Consider a small element of length ( dl ) at distance ( r ) from point P . Charge on the element will be –

dq = \lambda dl ……… (1)

Electric field intensity due to this element at point P , will be –

dE = \left ( \frac {1}{4 \pi \epsilon_0} \right ) \left ( \frac {dq}{r^2} \right )

Using equation (1), we will get –

dE = \left ( \frac {1}{4 \pi \epsilon_0} \right ) \left ( \frac {\lambda dl}{r^2} \right )

Now, from right angled triangle ( \triangle {AOP} ) we get –

r^2 = ( x^2 + a^2 )

Therefore, \quad dE = \left ( \frac {1}{4 \pi \epsilon_0} \right ) \left [ \frac {\lambda dl}{(x^2 + a^2)} \right ] ………. (2)

Where ( dE ) makes an angle ( \theta ) with the axis of the ring. Resolving it into rectangular components we get –

1. Component ( dE \cos \theta ) is acting parallel to the axis of the ring.
2. Component ( dE \sin \theta ) is acting perpendicular to the axis of the ring.

The ring is considered to be consists of numerous such elements. Horizontal components ( dE \cos \theta ) of all elements are added up as they are in the same direction. Perpendicular components ( dE \sin \theta ) of one element is cancelled by ( dE \sin \theta ) component of other element which is at just diametrically opposite of the ring.

In such a way, all perpendicular components will be cancelled out. Therefore, net electric field intensity will be –

E = \sum {( dE \cos \theta )} = \int\limits_{ring} ( dE \cos \theta )

Using equation (2), we will get –

E = \int\limits_{ring} \left ( \frac {1}{4 \pi \epsilon_0} \right ) \left [ \frac {\lambda dl}{(x^2 + a^2)} \right ] \cos \theta

Now, from ( \triangle {AOP} ) we will get –

\cos \theta = \left ( \frac {x}{r} \right ) = \left [ \frac {x}{(x^2 + a^2)^{\frac {1}{2}}} \right ]

Therefore, \quad E = \int\limits_{ring} \left ( \frac {1}{4 \pi \epsilon_0} \right ) \left [ \frac {\lambda dl}{(x^2 + a^2)} \right ] \times \left [ \frac {x}{(x^2 + a^2)^{\frac {1}{2}}} \right ]

Or, \quad E = \left [ \frac {\lambda x}{4 \pi \epsilon_0 (x^2 + a^2)^{\frac {3}{2}}} \right ] \int\limits_{ring} dl

But, \quad \int\limits_{ring} dl = 2 \pi a = Circumference of the ring. Therefore, \quad E = \left [ \frac {\lambda x}{4 \pi \epsilon_0 (x^2 + a^2)^{\frac {3}{2}}} \right ] \times 2 \pi a

But, total charge on the ring \quad Q = ( 2 \pi a ) \lambda

Therefore, \quad E = \left [ \frac {Q x}{4 \pi \epsilon_0 (x^2 + a^2)^{\frac {3}{2}}} \right ] ………. (3)
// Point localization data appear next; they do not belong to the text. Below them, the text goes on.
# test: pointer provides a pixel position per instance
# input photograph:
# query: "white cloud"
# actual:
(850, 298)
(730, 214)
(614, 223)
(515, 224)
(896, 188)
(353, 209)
Direction of net field intensity is along the axis of the ring.

### 1. Field Intensity at infinite distance on axis of Charged Ring

Consider that the point P is at an infinite distance on the axis of the charged ring. Then ( x >> a ) . Therefore, \quad ( x^2 + a^2 ) \cong x^2 .

Putting this value in equation (3), we will get –

E = \left ( \frac {Q}{4 \pi \epsilon_0 x^2} \right ) . This will be acting along OP .
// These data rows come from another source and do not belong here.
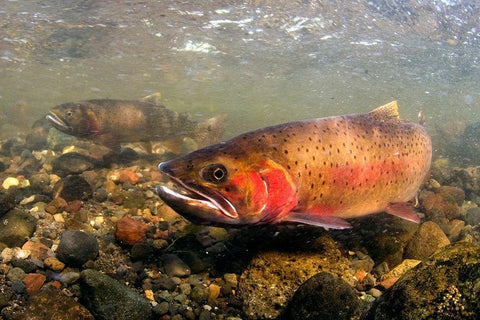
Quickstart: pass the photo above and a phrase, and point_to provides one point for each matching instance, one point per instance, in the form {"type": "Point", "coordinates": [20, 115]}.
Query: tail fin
{"type": "Point", "coordinates": [210, 131]}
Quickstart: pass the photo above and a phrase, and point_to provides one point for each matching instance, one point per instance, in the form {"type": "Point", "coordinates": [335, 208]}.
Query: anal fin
{"type": "Point", "coordinates": [328, 222]}
{"type": "Point", "coordinates": [403, 210]}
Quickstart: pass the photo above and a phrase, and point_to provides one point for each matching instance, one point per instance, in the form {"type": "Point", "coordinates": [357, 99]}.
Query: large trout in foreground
{"type": "Point", "coordinates": [316, 172]}
{"type": "Point", "coordinates": [112, 122]}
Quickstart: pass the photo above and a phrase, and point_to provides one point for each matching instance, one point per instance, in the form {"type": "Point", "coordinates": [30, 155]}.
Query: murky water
{"type": "Point", "coordinates": [259, 62]}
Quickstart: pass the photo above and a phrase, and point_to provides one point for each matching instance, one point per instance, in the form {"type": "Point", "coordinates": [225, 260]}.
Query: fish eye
{"type": "Point", "coordinates": [214, 173]}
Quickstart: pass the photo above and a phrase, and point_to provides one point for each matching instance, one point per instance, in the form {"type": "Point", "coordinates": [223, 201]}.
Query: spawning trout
{"type": "Point", "coordinates": [317, 172]}
{"type": "Point", "coordinates": [112, 122]}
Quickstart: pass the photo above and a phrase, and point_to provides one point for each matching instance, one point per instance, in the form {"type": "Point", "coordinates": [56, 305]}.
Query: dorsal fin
{"type": "Point", "coordinates": [387, 112]}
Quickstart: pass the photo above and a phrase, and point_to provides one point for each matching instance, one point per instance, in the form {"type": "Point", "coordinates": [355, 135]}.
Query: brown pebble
{"type": "Point", "coordinates": [37, 249]}
{"type": "Point", "coordinates": [74, 206]}
{"type": "Point", "coordinates": [128, 176]}
{"type": "Point", "coordinates": [56, 205]}
{"type": "Point", "coordinates": [33, 282]}
{"type": "Point", "coordinates": [388, 283]}
{"type": "Point", "coordinates": [54, 264]}
{"type": "Point", "coordinates": [130, 231]}
{"type": "Point", "coordinates": [213, 292]}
This expression is the same as that of the electric field intensity at a distance ( x ) from a single point charge ( Q ) .

Thus ring behaves as a point charge kept at the centre of the ring if the point of observation is far away from the centre of the ring.

### 2. Field Intensity at centre of Charged ring

When point P lies at the centre of the ring, then ( x = 0 ) . Putting this value in equation (3) we will get –

E = 0 .

Thus electric field intensity at the centre of a charged ring is zero.

### 3. Maximum Field Intensity of Charged ring

For ( E ) to be maximum \left ( \frac {dE}{dx} \right ) must be minimum.

But minimum value of \left ( \frac {dE}{dx} \right ) = 0

Therefore, \quad \left ( \frac {d}{dx} \right ) \left [ \frac {Qx}{4 \pi \epsilon_0 ( x^2 + a^2 )^{\frac {3}{2}}} \right ] = 0

Or, \quad \left ( \frac {Q}{4 \pi \epsilon_0} \right ) \left ( \frac {d}{dx} \right ) \left [ \frac {x}{( x^2 + a^2 )^{\frac {3}{2}}} \right ] = 0

Or, \quad \left ( \frac {Q}{4 \pi \epsilon_0} \right ) \left [ \frac {- 3x^2}{( x^2 + a^2 )^{\frac {5}{2}}} + ( x^2 + a^2 )^{ (\frac {- 3}{2})} \right ] = 0

Because \left [ \left ( \frac {d}{dx} \right ) u^n = n \ u^{(n - 1)} \left ( \frac {du}{dx} \right ) \right ]

By solving we will get –

x = \pm \left ( \frac {a}{\sqrt {2}} \right )

Thus electric field intensity due to a uniformly charged ring will be maximum at a distance of \left ( x = \pm \frac {a}{\sqrt {2}} \right ) from its centre on either side of the ring as shown in figure.